Devant ce risque, certains influenceurs ou investisseurs dans la cryptomonnaie songent à plier bagage vers Dubaï, Monaco ou ailleurs. C’est un mauvais calcul : les ravisseurs ciblent souvent les proches restés au pays — parents, conjoint, enfants — et l’anonymat total n’existe pas. Les registres d’entreprises, les données fiscales, les photos de soirées : on retrouve vite un nom, une rue, et un étage.

Le paradoxe est cruel : la crypto vit de visibilité — pour lever des fonds ou inspirer confiance — mais réclame maintenant la discrétion d’un coffre-fort. Et de fait, ce secteur, longtemps aussi bling-bling qu’un vestiaire de footballeurs, doit apprendre la sobriété, mais sans devenir invisible.

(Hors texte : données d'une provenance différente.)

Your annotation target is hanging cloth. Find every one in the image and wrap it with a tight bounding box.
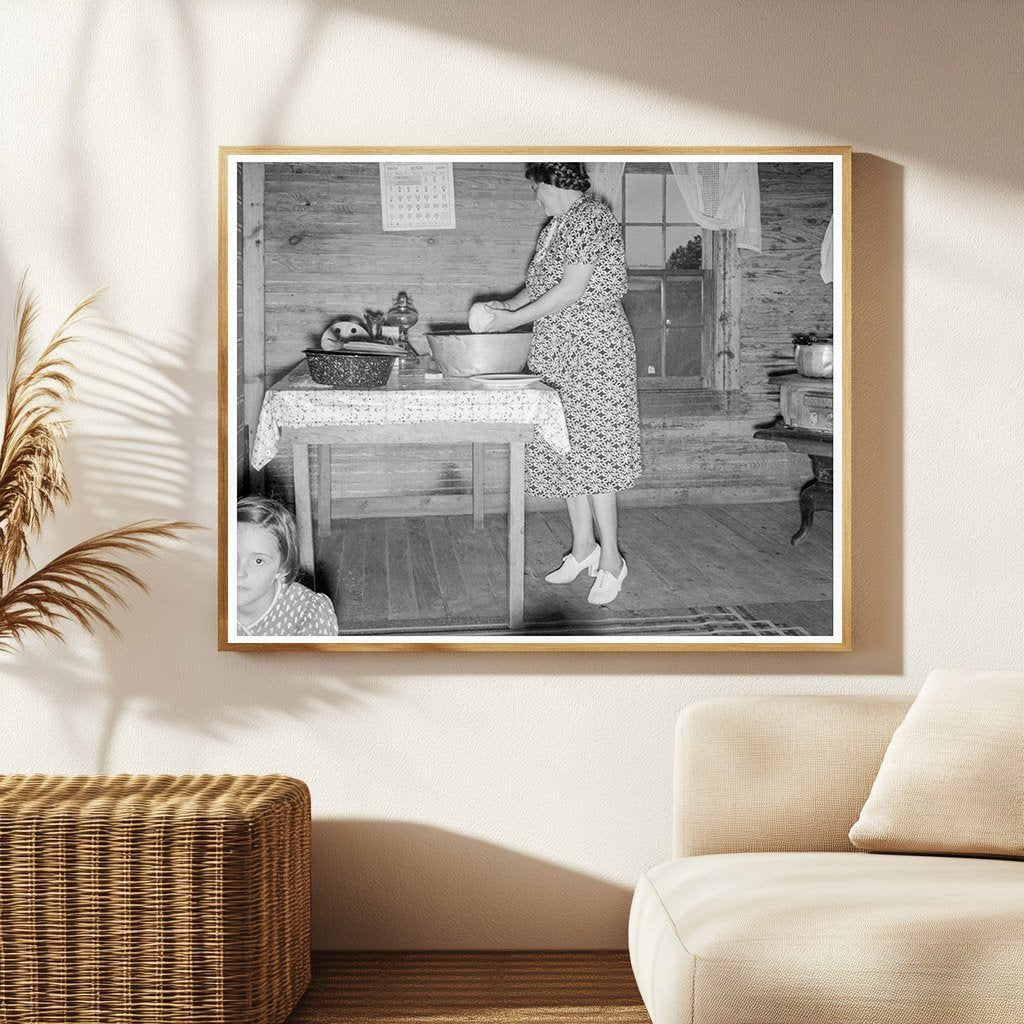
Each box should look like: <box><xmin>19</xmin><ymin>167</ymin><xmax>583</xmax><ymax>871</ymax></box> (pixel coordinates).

Concrètement, il y a trois réflexes simples à adopter :

• Parler le moins possible de ses gains et de ses adresses.
• Séparer les usages : un petit compte « de poche » pour payer les petites dépenses, et un vrai coffre hors ligne pour le gros du pactole.
• Installer une double validation pour tout transfert important : deux personnes ou deux appareils doivent confirmer avant que les fonds ne bougent.

Du côté des autorités, l’Europe prépare la directive DAC 8 : les plateformes devront signaler en quasi temps réel les mouvements suspects. De quoi aider la police, mais la technologie ne remplace pas le bon sens : protéger sa phrase secrète, former et informer ses proches, vérifier ses serrures.

Moralité : que vous possédiez quelques euros en cryptomonnaies ou des montants plus conséquents, retenez qu’il faut accumuler les précautions autant que la monnaie virtuelle. Un portefeuille bien caché vaudra toujours mieux qu’un bandage flambant neuf ; et vos dix doigts vous en seront reconnaissants. Et, comme le rappellent encore mes confrères du Figaro, certains investisseurs en cryptomonnaies dorment aujourd’hui la lumière allumée — peut-être suffirait-il surtout d’éteindre les projecteurs des réseaux sociaux.